Once bottles are introduced, if they are, breastfed babies take roughly the same amount from a bottle the entire time that they breastfeed because milk is changing nutrients to meet needs. So, giving an increased volume of milk as baby grows is not necessary. Be sure to teach caregivers to use paced bottle feeding once you begin introducing bottles so that baby will not overeat from the bottle. Use slow flow nipples and bottles that are more like the breast. The mechanics of breastfeeding are entirely different from the bottle, so it’s best to wait to offer bottles until after breastfeeding is well established so the baby doesn’t get nipple or flow confusion and refuse breast. Of course, if supplementation is necessary, there are ways to go about feeding to help protect breastfeeding.
9. I want to continue nursing past a year, do I still need to introduce other milk?
Nope! As long as you are breastfeeding at least 3-4 times, there is no need to add any other milk because your toddler is getting the best possible milk they could have. Many breastfeeding mamas are told that they absolutely, without question, must introduce cow’s milk the moment their child turns one. Cow’s milk is essential for cows, not humans. The nutrients of mother’s milk are much more bioavailable and more easily digested than the nutrients of cow’s milk. Breastmilk also has many more nutrients that cow’s milk does not have. The fat content is higher in human milk which is optimal for brain growth! Your breastmilk still has benefits for as long as you choose to breastfeed (immunologically, nutritionally, developmentally and emotionally).
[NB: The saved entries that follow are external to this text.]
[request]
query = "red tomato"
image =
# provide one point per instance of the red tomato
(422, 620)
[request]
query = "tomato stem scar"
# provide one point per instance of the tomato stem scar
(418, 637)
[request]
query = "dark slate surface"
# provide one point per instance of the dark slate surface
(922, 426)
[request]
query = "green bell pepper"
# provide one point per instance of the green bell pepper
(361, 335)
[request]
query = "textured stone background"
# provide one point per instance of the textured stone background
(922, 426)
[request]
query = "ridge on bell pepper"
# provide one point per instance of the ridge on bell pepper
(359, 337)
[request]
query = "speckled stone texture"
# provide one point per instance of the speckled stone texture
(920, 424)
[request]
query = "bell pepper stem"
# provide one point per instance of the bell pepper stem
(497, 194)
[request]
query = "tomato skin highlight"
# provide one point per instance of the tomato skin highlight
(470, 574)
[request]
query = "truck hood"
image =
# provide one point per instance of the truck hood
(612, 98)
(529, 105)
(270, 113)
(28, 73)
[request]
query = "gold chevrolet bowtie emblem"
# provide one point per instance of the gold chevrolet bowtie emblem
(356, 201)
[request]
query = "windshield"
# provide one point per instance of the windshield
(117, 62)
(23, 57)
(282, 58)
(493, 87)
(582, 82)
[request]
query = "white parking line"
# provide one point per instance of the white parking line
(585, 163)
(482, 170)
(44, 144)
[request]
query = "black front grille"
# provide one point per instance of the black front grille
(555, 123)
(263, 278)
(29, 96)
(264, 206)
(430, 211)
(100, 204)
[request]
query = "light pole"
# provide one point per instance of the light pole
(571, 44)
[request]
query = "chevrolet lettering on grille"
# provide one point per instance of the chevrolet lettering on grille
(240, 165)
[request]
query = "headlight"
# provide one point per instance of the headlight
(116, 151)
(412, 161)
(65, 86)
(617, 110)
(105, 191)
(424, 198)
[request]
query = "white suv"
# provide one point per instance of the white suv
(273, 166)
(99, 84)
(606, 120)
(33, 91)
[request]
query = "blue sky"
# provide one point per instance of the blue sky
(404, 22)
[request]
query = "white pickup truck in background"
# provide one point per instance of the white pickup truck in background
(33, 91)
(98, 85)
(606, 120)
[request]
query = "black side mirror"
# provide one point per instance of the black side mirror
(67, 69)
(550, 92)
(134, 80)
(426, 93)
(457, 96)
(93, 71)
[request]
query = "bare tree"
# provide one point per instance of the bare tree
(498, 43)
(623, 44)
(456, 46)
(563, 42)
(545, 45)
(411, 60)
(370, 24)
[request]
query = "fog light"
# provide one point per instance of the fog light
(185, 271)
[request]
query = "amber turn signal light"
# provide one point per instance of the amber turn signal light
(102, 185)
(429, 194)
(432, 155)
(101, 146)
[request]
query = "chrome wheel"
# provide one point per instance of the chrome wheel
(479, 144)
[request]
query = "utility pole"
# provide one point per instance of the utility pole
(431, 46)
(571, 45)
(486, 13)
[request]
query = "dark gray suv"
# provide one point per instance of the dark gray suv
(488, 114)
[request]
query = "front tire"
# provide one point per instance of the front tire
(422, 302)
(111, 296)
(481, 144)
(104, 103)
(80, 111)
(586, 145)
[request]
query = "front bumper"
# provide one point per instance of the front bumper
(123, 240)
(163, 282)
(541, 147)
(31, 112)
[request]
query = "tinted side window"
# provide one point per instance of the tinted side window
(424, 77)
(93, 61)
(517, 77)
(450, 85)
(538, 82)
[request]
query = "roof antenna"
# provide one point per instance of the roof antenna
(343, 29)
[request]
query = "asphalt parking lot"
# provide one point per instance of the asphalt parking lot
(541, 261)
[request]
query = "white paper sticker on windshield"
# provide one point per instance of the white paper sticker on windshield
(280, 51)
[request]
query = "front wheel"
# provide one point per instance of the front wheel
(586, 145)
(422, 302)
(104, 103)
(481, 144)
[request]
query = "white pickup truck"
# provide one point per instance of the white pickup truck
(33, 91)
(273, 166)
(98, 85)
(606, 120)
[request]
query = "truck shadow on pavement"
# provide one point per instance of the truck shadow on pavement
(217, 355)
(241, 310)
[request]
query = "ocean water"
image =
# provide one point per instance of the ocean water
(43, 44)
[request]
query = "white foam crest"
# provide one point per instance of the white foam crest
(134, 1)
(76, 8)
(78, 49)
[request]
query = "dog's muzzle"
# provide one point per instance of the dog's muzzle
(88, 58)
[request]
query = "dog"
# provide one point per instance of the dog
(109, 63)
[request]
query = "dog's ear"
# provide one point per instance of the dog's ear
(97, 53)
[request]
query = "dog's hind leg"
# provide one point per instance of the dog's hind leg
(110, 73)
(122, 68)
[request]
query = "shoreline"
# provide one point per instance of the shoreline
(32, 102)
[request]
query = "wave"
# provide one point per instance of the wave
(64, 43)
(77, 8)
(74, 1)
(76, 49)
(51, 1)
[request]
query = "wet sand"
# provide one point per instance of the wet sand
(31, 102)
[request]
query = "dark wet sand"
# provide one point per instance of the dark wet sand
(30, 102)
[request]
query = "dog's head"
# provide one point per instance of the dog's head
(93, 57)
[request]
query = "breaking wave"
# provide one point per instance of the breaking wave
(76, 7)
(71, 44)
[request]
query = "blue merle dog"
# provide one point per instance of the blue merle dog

Don’t let anyone tell you otherwise!
10. My baby won’t drink other milk. How can I keep nursing but help them to be interested in other milk?
If it’s within the first year, no other liquids other than breastmilk or formula are recommended, so you can stick to that. After the first year, if you are continuing to nurse, that’s great! Your milk is still the best milk. Cow’s milk is just one of many complementary options for getting good calories, fat, proteins, calcium and other nutrients into your child’s belly. There are many foods that can also deliver the goods. If your little one is not interested, there is no amount of coaxing them that you can do to make them want it…and that’s ok! Try not to force it. You can always take a break from introducing it and try again in a week or so. Toddlers are finicky and constantly changing their mind about what they like or don’t like and they may surprise you one day and be all about it!
Tips for getting other milk to your toddler:
1.You can gradually add milk to your own expressed breastmilk in a sippy cup and slowly introduce it to your child.
2.Toy around with different temperatures to see what your toddler prefers.
3. Some parents mix their toddler’s favorite fruit into the milk (throw it in a blender together…think fresh strawberry milk) and see if that does it for them.
Rest assured that there are MANY children out there who don’t drink other milk of any kind (in other countries it isn’t as common a practice) and they are perfectly healthy and get all the nutrients they need from other sources. I, and many others, believe that we put way too much weight on cow’s milk being a miracle food for children. If your child just prefers not to drink it, they can get dairy from other sources (whole fat yogurt, cheese, or foods that have milk as part of the ingredients). Your toddler can get many nutrients from other foods they eat that are high in healthy fats, vitamin D, calcium, protein, etc. There are wonderful nutritionists and resources out there to help you navigate those waters. If you are interested in trying another kind of milk or your little one is intolerant/allergic to cow’s milk, speak with your healthcare professional and just be sure that it has good nutritional content (which can vary widely brand to brand).